In 2006, Matty Orford moved on. And we couldn’t find a new halfback from outside. Not one we could afford anyway. Craig Bellamy put it on Cooper – how would you like to become a halfback? He lived with Matty Johns in Sydney for a month or so. And it was amazing how he turned himself into a halfback. It’s a singular skill – all the passing, kicking, game awareness. And it didn’t come naturally to him. But through repetition he became one.

 

We turned up to the airport and there he was, still in his going-out gear, straight from his night out. Bit different to the professional bloke he is now.

 

I would’ve run thousands and thousands of lines off him after training.

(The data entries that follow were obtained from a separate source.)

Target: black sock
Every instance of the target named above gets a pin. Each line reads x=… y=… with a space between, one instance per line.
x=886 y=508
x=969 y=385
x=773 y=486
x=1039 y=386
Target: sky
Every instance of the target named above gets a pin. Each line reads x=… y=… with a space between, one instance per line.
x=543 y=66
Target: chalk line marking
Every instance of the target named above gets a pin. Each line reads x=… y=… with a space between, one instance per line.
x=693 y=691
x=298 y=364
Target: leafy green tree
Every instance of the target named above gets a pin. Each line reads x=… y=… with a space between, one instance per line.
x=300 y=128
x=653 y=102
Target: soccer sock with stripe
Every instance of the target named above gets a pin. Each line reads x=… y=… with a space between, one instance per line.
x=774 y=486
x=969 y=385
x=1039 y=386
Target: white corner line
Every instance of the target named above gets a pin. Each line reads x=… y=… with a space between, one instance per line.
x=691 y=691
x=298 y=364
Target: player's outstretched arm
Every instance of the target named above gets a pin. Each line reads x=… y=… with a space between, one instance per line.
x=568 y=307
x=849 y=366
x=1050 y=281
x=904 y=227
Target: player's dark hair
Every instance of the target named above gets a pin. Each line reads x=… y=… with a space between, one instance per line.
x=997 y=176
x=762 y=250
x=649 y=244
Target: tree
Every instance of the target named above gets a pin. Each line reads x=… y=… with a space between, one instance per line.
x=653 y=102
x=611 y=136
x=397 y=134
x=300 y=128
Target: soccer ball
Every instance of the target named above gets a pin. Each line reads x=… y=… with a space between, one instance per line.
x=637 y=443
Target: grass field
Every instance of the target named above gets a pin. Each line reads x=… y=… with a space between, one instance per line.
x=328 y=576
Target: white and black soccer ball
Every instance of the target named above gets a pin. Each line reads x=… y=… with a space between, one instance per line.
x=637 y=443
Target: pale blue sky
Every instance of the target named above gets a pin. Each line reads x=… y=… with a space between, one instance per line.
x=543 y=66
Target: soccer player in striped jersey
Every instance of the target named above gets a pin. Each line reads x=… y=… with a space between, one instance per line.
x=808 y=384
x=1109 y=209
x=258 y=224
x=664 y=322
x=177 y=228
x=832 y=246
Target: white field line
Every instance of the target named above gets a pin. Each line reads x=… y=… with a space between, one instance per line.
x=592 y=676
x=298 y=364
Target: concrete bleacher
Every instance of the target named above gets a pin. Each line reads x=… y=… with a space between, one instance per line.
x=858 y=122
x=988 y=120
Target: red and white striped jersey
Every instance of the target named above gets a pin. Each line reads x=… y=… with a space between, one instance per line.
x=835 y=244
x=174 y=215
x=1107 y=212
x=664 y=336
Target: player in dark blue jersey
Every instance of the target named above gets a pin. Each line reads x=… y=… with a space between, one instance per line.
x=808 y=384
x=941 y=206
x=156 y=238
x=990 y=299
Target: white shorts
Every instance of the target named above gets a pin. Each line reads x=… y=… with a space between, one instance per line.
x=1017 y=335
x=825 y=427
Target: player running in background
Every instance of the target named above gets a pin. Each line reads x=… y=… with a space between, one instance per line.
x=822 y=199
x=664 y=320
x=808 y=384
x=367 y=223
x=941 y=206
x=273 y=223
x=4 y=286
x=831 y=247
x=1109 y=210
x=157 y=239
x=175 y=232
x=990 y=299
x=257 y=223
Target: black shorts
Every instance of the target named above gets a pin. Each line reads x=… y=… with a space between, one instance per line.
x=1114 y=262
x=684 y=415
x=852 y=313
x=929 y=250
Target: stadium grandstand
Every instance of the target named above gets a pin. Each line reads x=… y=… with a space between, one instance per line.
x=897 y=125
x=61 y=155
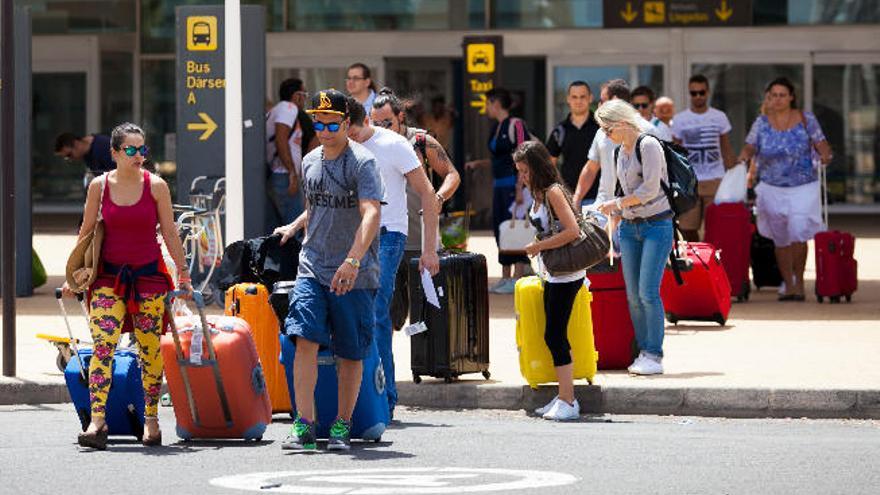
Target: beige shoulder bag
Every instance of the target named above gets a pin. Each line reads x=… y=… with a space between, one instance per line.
x=85 y=260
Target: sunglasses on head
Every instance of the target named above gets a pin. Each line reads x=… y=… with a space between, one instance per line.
x=133 y=150
x=385 y=124
x=332 y=127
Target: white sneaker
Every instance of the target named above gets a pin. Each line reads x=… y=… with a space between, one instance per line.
x=508 y=288
x=543 y=410
x=647 y=364
x=498 y=285
x=563 y=411
x=637 y=360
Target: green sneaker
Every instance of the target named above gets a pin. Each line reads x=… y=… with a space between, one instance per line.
x=301 y=437
x=340 y=435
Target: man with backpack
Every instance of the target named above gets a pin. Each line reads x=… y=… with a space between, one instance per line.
x=570 y=140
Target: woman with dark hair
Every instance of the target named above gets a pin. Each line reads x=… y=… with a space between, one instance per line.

Just running off his hip, or wide, whatever. Different angles. I was working on footwork, he was working on timing. We’d work out little plays, short-side plays. Our combination was forged through pure repetition.

 

He just wanted to get better: how to be a halfback, how to set up players, the hole runners. We’d work off Cameron, Billy would join in. And do that for hours after training. And then I’d have the boots over the shoulder, head off for a shower, he’d head off with a bag of balls to practice kicking.

 

You look at the amazing kicks and passes he rips off during a game, and it’s nothing we haven’t seen at training, time and time again. It was never a surprise. He wouldn’t do something in a game if he hadn’t done it a thousand times at training. It’s how he became so effective. His kicking and passing was always on the money. So precise.

 

 

When we’d pull off a play in a game, the buzz is hard to describe. We’d go over it until we had it down pat. There came a time that we knew each other so well that he’d just come across the field and look at me. And I’d know what was on. He didn’t have to explain. He’d give me a look and I’d know where to run. There’d be times, how the opposition was set up and where Cooper was, I almost knew – I’m going through here. I just had to hit the hole and he’d find me. I knew he’d hit my chest.

 

We had a heap of little plays. He developed a lot of no-look passes. And I’d be looking one way, running a line. But I knew he was going to pass it to me as long as I ran the right angle. My job was simple: run the right spot, I’m going through. He’d go to the line and get clobbered by a front-rower hitting him from behind.

 

One of my favourite memories is from the 2012 grand final. Cooper put Billy through a hole with a no-look pass. I’d run a decoy, and got hammered by Josh Reynolds. We’d run that play so many times and Cooper had hit me that many times – and I reckon Joshy Reynolds may have seen some tape of us doing it! He belted me.

 

The week of the grand final, we had the play organised. We called it four or five times in the game and Cooper didn’t want a bar of it. Bill and I were screaming at him: mate we’ve got to put this play on. He was reluctant, thought it was as bit risky. As soon as Billy went through I went straight at Cooper because I knew we’d worked so hard at it. You practise something so long and then pull it off on a big stage, it’s immensely satisfying.

 

I played against him at Origin several times. He’s tough. It was my job to run at him. And he knew it was coming. It was always coming! It’s funny; you’re playing against a jersey not a mate. I’ve got that much respect for him. On his edge, it was a great challenge defensively. I knew how he played but probably, more importantly, he knew how I defended. It was very enjoyable. We played a bunch of Origins against each other and he was mostly on top.

 

But when we won in 2014, he, Cameron and Billy were the first over to congratulate me. To shake hands and say how happy they were. It was huge from three blokes who’ve lost something that meant so much, that they weren’t used to losing. They understood how much it meant to me and put their own feelings aside. It sums up their character.